I would try using Lagrange multipliers.
 

chisigma

Well-known member
Feb 13, 2012
1,704
$x,y,z >0$ and $x^2 + y^2 + z^ = 1$, show that

$$xyz+\sqrt{x^2y^2+y^2z^2+x^2z^2}\ge \dfrac{4}{3}\sqrt{xyz(x+y+z)}$$
A way that doesn't require high level knowledege [even if non comfortable from the point od view of computation...] is fo find the point $\displaystyle (x_{0},y_{0}, z_{0})$ of minimum of the function...
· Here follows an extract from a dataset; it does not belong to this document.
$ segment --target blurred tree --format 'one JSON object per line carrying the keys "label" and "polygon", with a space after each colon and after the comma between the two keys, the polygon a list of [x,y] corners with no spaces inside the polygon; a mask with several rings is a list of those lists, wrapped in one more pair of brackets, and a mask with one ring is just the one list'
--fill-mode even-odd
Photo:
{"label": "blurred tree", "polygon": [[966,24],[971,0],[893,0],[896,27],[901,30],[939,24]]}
$\displaystyle f(x,y,z)= x\ y\ z + \sqrt{x^{2}\ y^{2}\ + x^{2}\ z^{2} + y^{2}\ z^{2}} - \frac{4}{3}\ \sqrt{x\ y\ z\ (x + y + z)}\ (1)$

... under the hypothesis that $\displaystyle x_{0}^{2} + y_{0}^{2}+ z_{0}^{2} = 1$ and then to verify that is $\displaystyle f(x_{0},y_{0},z_{0}) \ge 0$...


Kind regards


$\chi$ $\sigma$
 
Last edited:

chisigma

Well-known member
Feb 13, 2012
1,704
A way that doesn't require high level knowledege [even if non comfortable from the point od view of computation...] is fo find the point $\displaystyle (x_{0},y_{0}, z_{0})$ of minimum of the function...


$\displaystyle f(x,y,z)= x\ y\ z + \sqrt{x^{2}\ y^{2}\ + x^{2}\ z^{2} + y^{2}\ z^{2}} - \frac{4}{3}\ \sqrt{x\ y\ z\ (x + y + z)}\ (1)$

... under the hypothesis that $\displaystyle x_{0}^{2} + y_{0}^{2}+ z_{0}^{2} = 1$ and then to verify that is $\displaystyle f(x_{0},y_{0},z_{0}) \ge 0$...


Kind regards


$\chi$ $\sigma$
And an 'elegant way' to do that is to use spherical coordinates...

$\displaystyle x= r\ \sin \theta\ \cos \phi$

$\displaystyle y = r\ \sin \theta\ \sin \phi$

$z=r\ \cos \theta\ (1)$


... then evaluate the absolute minimum $\displaystyle (\theta_{0}, \phi_{0})$ of $\displaystyle f(1,\theta,\phi)$ and finally verify that $\displaystyle f(1,\theta_{0},\phi_{0}) \ge 0$...


Kind regards


$\chi$ $\sigma$
 
Last edited:

dwsmith

Well-known member
Feb 1, 2012
1,673
And an 'elegant way' to do that is to use spherical coordinates...

$\displaystyle x= r\ \sin \theta\ \cos \phi$

$\displaystyle y = r\ \sin \theta\ \sin \phi$

$z=r\ \cos \theta\ (1)$


... then evaluate the absolute minimum $\displaystyle (\theta_{0}, \phi_{0})$ of $\displaystyle f(1,\theta,\phi)$ and finally verify that $\displaystyle f(1,\theta_{0},\phi_{0}) \ge 0$...


Kind regards


$\chi$ $\sigma$

When we re-write $f$, we get

\begin{align}
f(1,\theta,\phi) &= \sqrt{\sin ^2(\theta ) \left(\sin ^2(\theta ) \sin ^2(\phi ) \cos ^2(\phi )+\cos ^2(\theta )\right)}+\sin ^2(\theta ) \cos (\theta ) \sin (\phi ) \cos (\phi )\\
&-\frac{4}{3} \sqrt{\sin ^2(\theta ) \cos (\theta ) \sin (\phi ) \cos (\phi ) (\sin (\theta ) (\sin (\phi )+\cos (\phi ))+\cos (\theta ))}
\end{align}

Are there some trig identities I need to be utilizing now?